Pfizer seeks permission for a second booster injection for older Americans

But since Israel recently began its second booster program, researchers have not been able to determine if the added protection is short-lived. Israel began providing fourth doses to health care workers in late December, and quickly expanded eligibility to include 60 and older and other vulnerable groups.

second study, of Israeli healthcare workers, showed that although IV Pfizer or Moderna vaccines boosted antibody levels, they were not very effective in preventing infection. These findings underscore the urgency of developing vaccines that target any circulating variant, the researchers said.

The US National Institutes of Health and several vaccine manufacturers are studying how to update vaccines. A federal health official said results are not expected until the summer.

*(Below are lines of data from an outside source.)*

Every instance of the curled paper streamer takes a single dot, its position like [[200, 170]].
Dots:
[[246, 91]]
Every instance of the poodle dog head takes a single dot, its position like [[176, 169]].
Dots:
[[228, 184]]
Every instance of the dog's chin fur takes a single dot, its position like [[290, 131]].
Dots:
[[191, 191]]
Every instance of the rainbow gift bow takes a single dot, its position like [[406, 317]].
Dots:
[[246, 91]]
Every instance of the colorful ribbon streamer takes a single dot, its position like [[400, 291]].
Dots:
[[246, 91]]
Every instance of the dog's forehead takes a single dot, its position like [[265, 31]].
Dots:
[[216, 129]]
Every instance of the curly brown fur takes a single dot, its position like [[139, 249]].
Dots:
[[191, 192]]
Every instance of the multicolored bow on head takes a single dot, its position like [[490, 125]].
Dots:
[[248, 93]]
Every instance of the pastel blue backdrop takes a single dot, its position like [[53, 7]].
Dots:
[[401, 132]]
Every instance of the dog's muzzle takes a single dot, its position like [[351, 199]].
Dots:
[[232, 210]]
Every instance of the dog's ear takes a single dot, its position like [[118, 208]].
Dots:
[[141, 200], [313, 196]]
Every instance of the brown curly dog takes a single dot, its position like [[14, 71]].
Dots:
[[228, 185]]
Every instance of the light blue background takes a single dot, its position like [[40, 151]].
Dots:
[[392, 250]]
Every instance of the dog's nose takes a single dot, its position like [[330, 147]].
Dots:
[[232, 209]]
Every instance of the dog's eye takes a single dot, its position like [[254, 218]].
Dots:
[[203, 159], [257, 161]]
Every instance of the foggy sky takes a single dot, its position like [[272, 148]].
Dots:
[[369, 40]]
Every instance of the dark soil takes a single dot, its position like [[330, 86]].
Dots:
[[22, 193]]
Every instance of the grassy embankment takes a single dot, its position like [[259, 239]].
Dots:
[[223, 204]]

Some senior administration officials say that based on the evidence, a second boost could now make sense for older Americans, but not for the general population. The US Food and Drug Administration is expected to hold a meeting of the expert advisory committee next month to discuss the issue of the fourth shot. The developments were at the request of Pfizer Earlier reported by The Washington Post.

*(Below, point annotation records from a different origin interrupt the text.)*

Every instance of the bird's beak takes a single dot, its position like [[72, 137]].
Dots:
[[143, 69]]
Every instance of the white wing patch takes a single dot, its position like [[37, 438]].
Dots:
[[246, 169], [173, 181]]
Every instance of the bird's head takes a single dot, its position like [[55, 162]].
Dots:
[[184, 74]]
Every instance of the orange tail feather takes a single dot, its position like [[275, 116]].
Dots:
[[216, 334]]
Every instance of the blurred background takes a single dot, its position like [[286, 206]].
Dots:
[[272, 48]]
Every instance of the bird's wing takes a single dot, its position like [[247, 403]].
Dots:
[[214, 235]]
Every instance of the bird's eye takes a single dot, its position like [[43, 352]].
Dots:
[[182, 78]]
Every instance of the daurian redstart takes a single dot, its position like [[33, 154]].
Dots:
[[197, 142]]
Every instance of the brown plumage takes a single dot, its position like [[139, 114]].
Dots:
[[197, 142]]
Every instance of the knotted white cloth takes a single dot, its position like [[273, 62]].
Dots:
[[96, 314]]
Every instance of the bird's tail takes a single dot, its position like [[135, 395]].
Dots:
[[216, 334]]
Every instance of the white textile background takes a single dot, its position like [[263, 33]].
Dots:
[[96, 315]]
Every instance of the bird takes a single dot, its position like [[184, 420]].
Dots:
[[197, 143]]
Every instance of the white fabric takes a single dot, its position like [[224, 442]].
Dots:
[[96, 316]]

Last month he was asked if everyone needed another injection, Dr. Peter Marks, the US Food and Drug Administration’s largest vaccine regulator, saidBarring any surprises from the new variables, perhaps the best thing would be to think about our boosting strategy in conjunction with next fall’s flu shot, boosting as many people as possible at that time.” Dr. Anthony S. Fauci, the White House’s chief medical advisor, suggested that any move toward a second booster now would likely target those most at risk, possibly based on age and underlying conditions.

To date, about two-thirds of Americans age 5 and older have been fully vaccinated with two doses of the vaccine. Only about half of those eligible for the boosters got it, but the percentage goes up to two-thirds for those 65 and older, according to the Centers for Disease Control and Prevention.

In a call with reporters Tuesday, senior administration officials said the administration is short of funds for new doses. One said the administration has enough supplies to administer shot four for people 65 and older, but that it can’t extend that effort to everyone without more funding from Congress.